Letting the Game Come to You

I received an email today from the International Screenwriter's Association (ISA) asking me if I wanted the ad I put up weekly on Craigslist to spread the word about the Sages' blog to go out to 40,000 screenwriters. The site owner apparently culls ads such as ours on Craigslist and sends out mass email soliciting folks who might want to post to the ISA's exchange. It made me think about creating awareness and "buzz" around one's blog/website. In a similar vein, our webmaster approached Randy and me about the urgent need to starting "twittering" daily on our website in order to ramp up the traffic to the site/blog. We kind of had a senior moment about the whole thing. It was like deja vu all over again in that we had the same experience when deciding to start up this blog in the first place: Are we screenwriters or "tweeters?" Are we part of the literati or webheads? Are the two mutually exclusive? Complementary? Something in between?

A buddy from my high school days is crazy about potato chips. He's something of a gearhead and started a hobbyist website on all things related to chips and snacking. Someone at Yahoo really liked the website and promoted it on My Yahoo! It was recognized as an 'it' website and written up in industry publications. Long and the short of it is that in the heyday, my buddy's hobbyist website was so busy he needed to buy a dedicated server for his apartment because of bandwidth issues; most intriguing was the extra income the site created for him; he had so much traffic the Google ads on his site were working overtime generating revenue.

Make no mistake his "hobbyist" website was consuming his life and its "care and feeding" would easily take from 15-20 hours a week. This was above and beyond his day job in the tech industry.

Part of the initial strategy of the Script Sages in starting our blog was to let the game come to us. As screenwriters, you can be made to feel like a supplicant constantly knocking on doors to an entrenched, elitist film industry. The internet is the great leveler. By being an opinion leader with something worthwhile to say you can bypass the gatekeepers completely. The world is truly flat and we benefit from this with our a blog, in that we can directly dialogue with the everyday screenwriter and the media mogul alike.

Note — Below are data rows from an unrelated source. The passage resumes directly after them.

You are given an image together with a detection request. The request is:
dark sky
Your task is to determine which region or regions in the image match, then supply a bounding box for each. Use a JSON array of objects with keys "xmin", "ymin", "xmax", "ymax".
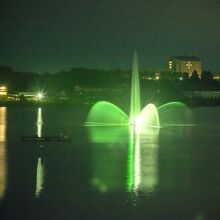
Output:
[{"xmin": 0, "ymin": 0, "xmax": 220, "ymax": 73}]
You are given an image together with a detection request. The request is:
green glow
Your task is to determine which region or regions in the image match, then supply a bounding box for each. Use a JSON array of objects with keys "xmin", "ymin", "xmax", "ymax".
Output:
[
  {"xmin": 85, "ymin": 52, "xmax": 161, "ymax": 193},
  {"xmin": 86, "ymin": 101, "xmax": 128, "ymax": 125},
  {"xmin": 138, "ymin": 134, "xmax": 159, "ymax": 192},
  {"xmin": 157, "ymin": 101, "xmax": 187, "ymax": 111},
  {"xmin": 91, "ymin": 144, "xmax": 126, "ymax": 192},
  {"xmin": 130, "ymin": 51, "xmax": 141, "ymax": 124},
  {"xmin": 158, "ymin": 102, "xmax": 192, "ymax": 127},
  {"xmin": 134, "ymin": 133, "xmax": 141, "ymax": 191},
  {"xmin": 195, "ymin": 212, "xmax": 204, "ymax": 220},
  {"xmin": 136, "ymin": 104, "xmax": 160, "ymax": 135},
  {"xmin": 85, "ymin": 52, "xmax": 195, "ymax": 194},
  {"xmin": 127, "ymin": 126, "xmax": 159, "ymax": 193},
  {"xmin": 127, "ymin": 127, "xmax": 134, "ymax": 191},
  {"xmin": 86, "ymin": 101, "xmax": 129, "ymax": 143},
  {"xmin": 85, "ymin": 52, "xmax": 161, "ymax": 143}
]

The rub for me personally is that writing for a blog is not the same as writing creatively. Print journalists who are having to make the jump to digital and on-line platforms have much the same dilemma. If you signed on to be a journalist and suddenly find yourself writing the company's blog...is that going to be as fulfilling as what you originally bargained for? Change has come. There's no putting the genie back in the bottle. You can let the game come to you. But I, for one, still have to wonder what the hidden costs are.